Elderly stranded in hospitals across US as nursing homes turn them away over coronavirus
LOS ANGELES — Carl Schoen’s 99-year-old mother has lived in a nursing home for five years. On March 13, she was taken to the emergency room at Huntington Memorial Hospital with pneumonia.
She got better quickly, within a few days, but now the nursing home won’t take her back because she can’t prove she doesn’t have the coronavirus. She got tested 12 days ago but the results aren’t back yet.
“They are being very steadfast in saying that until she gets the test result back she can’t return,” said Schoen, who asked that his mother’s name and the name of the care facility in northeast L.A. not be published for fear of alienating her caregivers.
Across the country, hospitals and nursing homes are stuck in similar high-stakes battles over the fate of elderly patients amid the coronavirus pandemic.
Hospitals are desperately trying to discharge patients to clear space for an expected wave of COVID-19 victims. But nursing homes are reluctant to accept any new patients — or even returning residents — until it is proven that they are free of the virus.
Dr. Michael Wasserman, medical director at the Eisenberg Village nursing home in Reseda, said he won’t accept any patient returning from a hospital until they have two negative coronavirus tests performed 24 hours apart.
The extreme vulnerability of elderly residents to the novel virus makes taking a patient who might have the highly contagious pathogen “akin to premeditated murder,” he said.
Wasserman pointed to the devastation at the Life Care Center nursing home in Kirkland, Wash., site of one of the first COVID-19 outbreaks in the United States. Two-thirds of the residents and 47 workers fell ill, and 35 people died.
“I’m afraid there will be a minimum of 50 more Kirklands in California before this is done,” Wasserman said.
Wasserman, a geriatrician for more than 30 years and president of the California Association of Long Term Medicine, has been in touch with state public health officials regarding advice to nursing homes. Their message, he said, has been unclear and shifting.
“First, they were telling nursing homes to take patients from hospitals, then they were telling us not to take patients, now there’s conflicting guidance saying be prepared to take them,” Wasserman said.

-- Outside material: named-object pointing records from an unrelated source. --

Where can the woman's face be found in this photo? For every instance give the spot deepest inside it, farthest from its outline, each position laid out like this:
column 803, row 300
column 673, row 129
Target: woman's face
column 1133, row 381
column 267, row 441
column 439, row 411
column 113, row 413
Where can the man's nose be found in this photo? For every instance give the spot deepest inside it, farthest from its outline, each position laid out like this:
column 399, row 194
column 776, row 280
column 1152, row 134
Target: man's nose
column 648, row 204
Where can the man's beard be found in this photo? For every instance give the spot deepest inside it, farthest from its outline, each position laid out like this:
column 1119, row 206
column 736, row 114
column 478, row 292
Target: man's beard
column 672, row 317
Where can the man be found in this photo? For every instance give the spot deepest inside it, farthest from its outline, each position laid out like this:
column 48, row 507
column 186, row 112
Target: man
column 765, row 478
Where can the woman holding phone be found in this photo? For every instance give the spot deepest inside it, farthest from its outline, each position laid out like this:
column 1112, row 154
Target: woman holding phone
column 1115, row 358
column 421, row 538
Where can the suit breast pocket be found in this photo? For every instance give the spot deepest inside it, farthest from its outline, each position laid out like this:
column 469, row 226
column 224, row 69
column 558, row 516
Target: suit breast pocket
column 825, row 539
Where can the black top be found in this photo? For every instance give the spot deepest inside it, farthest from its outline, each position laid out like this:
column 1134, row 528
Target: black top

But Wasserman agrees with doctors who say nursing homes should not send residents to hospitals, even if they have COVID-19 symptoms, unless they are in dire need of care.
“We’ve got a whole strategy on how to deal with this in the skilled nursing facilities,” he said. “If you think someone has it, you have to contain it there. We don’t want to send someone to the hospital unless they really need the ICU.”
Once a patient has gone to the hospital, he said, nursing homes have a moral duty to be sure they are not carrying the virus when they return, especially to a facility with no sign of contamination.
“If I knew someone was trying to send a COVID patient into my nursing home,” Wasserman said, “I would stand in front of the door and say, ‘Hell no, I’m not going to let you do this.’”
The nationwide shortage of tests, and long waits for results, are exacerbating the problem because it can be difficult to prove that a patient who has been in a hospital is completely free of the virus.
Officials at the Los Angeles County Department of Health Services, the second-largest municipal health system in the country, confirmed they are running into this problem.